Anticancer Drugs. 1995 Aug;6(4):553-61. doi: 10.1097/00001813-199508000-00008.
Point mutations that activate the Ki-ras proto-oncogene are present in approximately 50% of human colorectal tumors and the activated Ki-ras gene is considered to play an important role in colorectal cancer cell proliferation.
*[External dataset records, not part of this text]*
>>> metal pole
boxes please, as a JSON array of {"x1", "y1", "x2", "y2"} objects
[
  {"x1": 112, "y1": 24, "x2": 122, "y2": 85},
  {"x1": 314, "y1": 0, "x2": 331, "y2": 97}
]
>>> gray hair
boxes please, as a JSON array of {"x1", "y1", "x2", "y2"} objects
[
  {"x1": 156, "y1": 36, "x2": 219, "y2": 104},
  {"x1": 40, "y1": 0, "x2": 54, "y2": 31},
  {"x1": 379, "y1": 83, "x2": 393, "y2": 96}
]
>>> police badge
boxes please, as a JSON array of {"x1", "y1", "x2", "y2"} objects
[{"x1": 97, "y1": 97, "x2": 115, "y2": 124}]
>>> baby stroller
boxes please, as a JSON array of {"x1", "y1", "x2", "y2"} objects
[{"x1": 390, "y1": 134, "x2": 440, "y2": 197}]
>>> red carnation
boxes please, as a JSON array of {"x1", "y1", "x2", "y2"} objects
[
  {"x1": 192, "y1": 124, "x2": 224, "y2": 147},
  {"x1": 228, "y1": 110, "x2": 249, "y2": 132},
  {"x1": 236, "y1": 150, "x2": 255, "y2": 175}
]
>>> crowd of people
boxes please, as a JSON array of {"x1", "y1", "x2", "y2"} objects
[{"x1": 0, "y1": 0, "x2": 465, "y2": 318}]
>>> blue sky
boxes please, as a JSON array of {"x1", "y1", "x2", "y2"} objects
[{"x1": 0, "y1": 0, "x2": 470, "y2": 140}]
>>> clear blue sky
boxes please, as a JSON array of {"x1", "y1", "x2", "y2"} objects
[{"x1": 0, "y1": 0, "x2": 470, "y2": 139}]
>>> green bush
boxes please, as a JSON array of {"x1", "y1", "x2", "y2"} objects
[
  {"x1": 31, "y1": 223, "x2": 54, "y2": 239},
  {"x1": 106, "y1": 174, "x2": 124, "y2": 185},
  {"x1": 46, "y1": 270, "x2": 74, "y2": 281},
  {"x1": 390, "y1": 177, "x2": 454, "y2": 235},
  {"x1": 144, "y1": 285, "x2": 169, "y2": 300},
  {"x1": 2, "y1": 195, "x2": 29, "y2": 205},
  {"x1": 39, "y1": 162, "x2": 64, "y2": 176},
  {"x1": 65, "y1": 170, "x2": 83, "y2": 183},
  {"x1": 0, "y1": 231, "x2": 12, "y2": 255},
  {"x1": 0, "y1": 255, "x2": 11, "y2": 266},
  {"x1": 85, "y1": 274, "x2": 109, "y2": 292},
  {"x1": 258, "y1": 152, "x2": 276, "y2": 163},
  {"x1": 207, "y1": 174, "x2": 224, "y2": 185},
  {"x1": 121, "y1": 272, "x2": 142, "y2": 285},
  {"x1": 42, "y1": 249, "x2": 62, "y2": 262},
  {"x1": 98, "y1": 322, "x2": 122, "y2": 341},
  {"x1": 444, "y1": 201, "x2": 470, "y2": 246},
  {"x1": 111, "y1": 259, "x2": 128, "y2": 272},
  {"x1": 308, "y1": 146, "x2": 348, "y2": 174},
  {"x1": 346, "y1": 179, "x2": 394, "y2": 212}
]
Five different colon cancer cell lines and two kinds of control cell lines were treated with antisense oligonucleotides complementary to the messenger RNA of Ki-ras. Treatment with antisense oligonucleotides at concentrations between 10 and 40 microM significantly and dose-dependently inhibited cell growth, colony formation and Ki-ras protein production of the colon cancer cells with activated Ki-ras, but did not affect the normal cells and colon cancer cells without Ki-ras mutation. These results show that use of synthetic oligonucleotides is an effective way of producing antisense-mediated changes in the behavior of human colon cancer cells with an activated Ki-ras gene.